Does the market provide too many or too few products, relative to some social optimum benchmark? It turns out that this question does not have a simple answer. It depends on whether or not consumers are well (perfectly) informed about products' attributes, and it depends also on firms’ production costs (specifically whether or not there are economies of scale). Factors that may drive the market to supply too few varieties include the inability of producers to appropriate the full social benefits of introducing a new product (at any given price consumers typically enjoy a surplus, and this surplus is not accounted for in the firm’s break-even calculation of whether or not to develop a new product). Factors that may drive the market to have an excessive number of varieties include the business stealing effect of new market entrants (a firm that introduces a new product does not internalize the negative effect its action will have on existing firms already supplying similar products).
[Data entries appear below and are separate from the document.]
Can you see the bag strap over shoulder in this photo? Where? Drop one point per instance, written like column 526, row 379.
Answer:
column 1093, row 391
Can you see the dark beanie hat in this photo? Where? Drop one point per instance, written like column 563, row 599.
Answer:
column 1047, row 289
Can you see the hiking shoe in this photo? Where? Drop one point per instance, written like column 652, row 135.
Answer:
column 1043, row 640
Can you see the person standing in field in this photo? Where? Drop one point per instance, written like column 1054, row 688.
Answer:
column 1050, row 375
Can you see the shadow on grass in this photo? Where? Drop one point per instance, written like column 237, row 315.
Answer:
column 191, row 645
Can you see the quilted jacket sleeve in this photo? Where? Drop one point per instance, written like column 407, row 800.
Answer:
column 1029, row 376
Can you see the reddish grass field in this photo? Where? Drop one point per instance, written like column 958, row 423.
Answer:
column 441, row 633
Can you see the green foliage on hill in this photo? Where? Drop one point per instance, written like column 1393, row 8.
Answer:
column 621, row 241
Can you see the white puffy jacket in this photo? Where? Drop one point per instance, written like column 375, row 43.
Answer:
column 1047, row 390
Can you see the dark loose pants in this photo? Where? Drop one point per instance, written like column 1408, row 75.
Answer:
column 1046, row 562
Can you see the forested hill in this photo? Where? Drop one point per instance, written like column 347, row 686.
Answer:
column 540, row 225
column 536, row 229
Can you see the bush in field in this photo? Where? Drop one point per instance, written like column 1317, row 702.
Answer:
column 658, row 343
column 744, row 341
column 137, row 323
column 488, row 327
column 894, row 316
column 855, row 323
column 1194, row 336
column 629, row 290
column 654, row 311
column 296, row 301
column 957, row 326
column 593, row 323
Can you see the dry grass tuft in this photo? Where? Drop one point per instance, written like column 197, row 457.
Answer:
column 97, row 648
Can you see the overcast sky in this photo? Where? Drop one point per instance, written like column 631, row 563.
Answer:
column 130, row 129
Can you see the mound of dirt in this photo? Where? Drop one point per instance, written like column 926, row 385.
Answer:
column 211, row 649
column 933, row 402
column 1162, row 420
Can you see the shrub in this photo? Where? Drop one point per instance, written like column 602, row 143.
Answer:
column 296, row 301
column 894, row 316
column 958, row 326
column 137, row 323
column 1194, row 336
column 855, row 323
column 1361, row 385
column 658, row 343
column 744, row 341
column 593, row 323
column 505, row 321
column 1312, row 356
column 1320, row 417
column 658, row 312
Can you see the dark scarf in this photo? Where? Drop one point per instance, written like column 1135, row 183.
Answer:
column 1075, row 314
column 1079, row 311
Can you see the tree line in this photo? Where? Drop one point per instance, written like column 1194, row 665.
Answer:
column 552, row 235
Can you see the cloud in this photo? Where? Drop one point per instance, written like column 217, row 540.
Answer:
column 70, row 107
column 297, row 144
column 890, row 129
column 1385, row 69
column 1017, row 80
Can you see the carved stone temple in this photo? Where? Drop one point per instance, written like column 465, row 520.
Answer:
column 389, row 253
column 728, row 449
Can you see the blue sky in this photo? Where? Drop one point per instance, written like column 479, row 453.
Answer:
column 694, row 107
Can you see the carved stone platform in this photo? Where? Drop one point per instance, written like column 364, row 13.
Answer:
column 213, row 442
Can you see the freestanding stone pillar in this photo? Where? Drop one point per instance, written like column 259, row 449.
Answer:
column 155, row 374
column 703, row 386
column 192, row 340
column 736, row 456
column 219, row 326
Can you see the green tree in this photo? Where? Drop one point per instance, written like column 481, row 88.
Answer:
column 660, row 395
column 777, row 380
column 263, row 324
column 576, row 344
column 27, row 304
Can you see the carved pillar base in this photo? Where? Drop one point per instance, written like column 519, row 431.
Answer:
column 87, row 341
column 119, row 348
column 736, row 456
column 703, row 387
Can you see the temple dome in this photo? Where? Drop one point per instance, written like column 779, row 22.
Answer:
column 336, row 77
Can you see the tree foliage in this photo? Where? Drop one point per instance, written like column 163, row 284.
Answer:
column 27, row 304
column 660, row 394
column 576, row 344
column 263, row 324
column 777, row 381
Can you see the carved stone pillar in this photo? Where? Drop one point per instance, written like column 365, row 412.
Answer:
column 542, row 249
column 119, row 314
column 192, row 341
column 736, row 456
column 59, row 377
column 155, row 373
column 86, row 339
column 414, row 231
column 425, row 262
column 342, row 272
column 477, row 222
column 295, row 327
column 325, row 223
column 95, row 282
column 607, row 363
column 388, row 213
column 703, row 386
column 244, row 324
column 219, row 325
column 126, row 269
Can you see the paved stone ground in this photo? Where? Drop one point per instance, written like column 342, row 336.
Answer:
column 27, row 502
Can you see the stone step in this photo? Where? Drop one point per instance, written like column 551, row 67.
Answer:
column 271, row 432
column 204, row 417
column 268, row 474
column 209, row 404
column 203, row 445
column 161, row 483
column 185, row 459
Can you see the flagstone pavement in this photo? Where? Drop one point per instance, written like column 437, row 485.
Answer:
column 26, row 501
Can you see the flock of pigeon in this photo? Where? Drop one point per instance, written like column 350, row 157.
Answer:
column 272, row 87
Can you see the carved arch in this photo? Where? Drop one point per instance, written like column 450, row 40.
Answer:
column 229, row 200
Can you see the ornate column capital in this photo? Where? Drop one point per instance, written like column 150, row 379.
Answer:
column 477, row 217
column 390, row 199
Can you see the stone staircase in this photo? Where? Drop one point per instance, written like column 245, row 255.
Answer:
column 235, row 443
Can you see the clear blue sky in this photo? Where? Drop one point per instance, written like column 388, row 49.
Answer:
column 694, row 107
Henry Ford famously once said, about the Model-T, that “Any customer can have a car painted any colour he wants so long as it is black.” We have come a long way since then: not only do cars come in many colors, they also come in many shapes, types, sizes, and a cornucopia of accessories—to fit, it seems, most customers’ needs, tastes and budgets. That “variety is the very spice of life” is, perhaps, a cliché, but it describes an important aspect of real-world markets. Firms’ pursuit of product differentiation addresses the varied needs of a diverse population of consumers. However imperfect, market forces are best positioned to satisfy consumers’ appetite for variety. Most economists would agree that policy interventions in this setting are usually not desirable.